His dissertation “Tongues out of Place: Narratives of Hereness and Images of Be(long)ing” explores the role of the psychologist during times of gentrification, climate change, and inequity. Using Hall & Massey’s (2010) term conjunctural crisis, or the overlapping of multiple disasters that bleed into each other, I argue that psychologists have a responsibility to combat social inequity and work towards tangible strategies in collaboration with communities to dismantle structures of oppression. In times of gentrification and climate change, Hoffman argues that psychologists must play a role in promoting public science, a praxis of research committed to applying social science with communities in order to work towards social justice and build a more just world (Stoudt et al 2019). In conversation with examples from his own experiences in two sites of research, teaching, and community work, Hoffman reflects on the lived tensions that psychologists must navigate and mediate with communities to combat hermeneutical injustice (Fricker 2004). Across each of these two sites, Hoffman applies pedagogical workshops, visual analysis, and discourse analysis with communities to combat erasure by collectively analyzing our own narratives and images of being and belonging. Through meditations on notions of hereness/thereness, Hoffman presents and contextualizes critical obstacles facing the psychologist’s role in public science. To further aid the psychologist, Hoffman outlines an epistemology of hereness, an epistemological stance that helps situate the psychologist within historical contexts, intersections of power and oppression, and local communities. By locating the psychologist within the contexts, intersections and communities of “here,” Hoffman provides one strategy to work with communities in times of crisis in (re)defining the role of the psychologist, creating narratives and images of be(long)ing, and (re)imagining a more equitable world.

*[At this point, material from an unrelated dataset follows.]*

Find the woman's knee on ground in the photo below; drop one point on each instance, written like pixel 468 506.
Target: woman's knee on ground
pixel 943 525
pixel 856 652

Chris teaches Statistics, Psychology of People and Place: From Climate Change to Gentrification, and Queer(ing) Psychology at CCNY and International Perspectives on Psychology, Communities in Context, and Doing Research with Young People: Research, Policy, and Activism at Sarah Lawrence College. Chris is a co-founder of TESANDA, a transnational network of critical solidarities. Chris is a former Fulbright grantee, and continues to mentor LGBTQIA+ Fulbrighters through PRISM.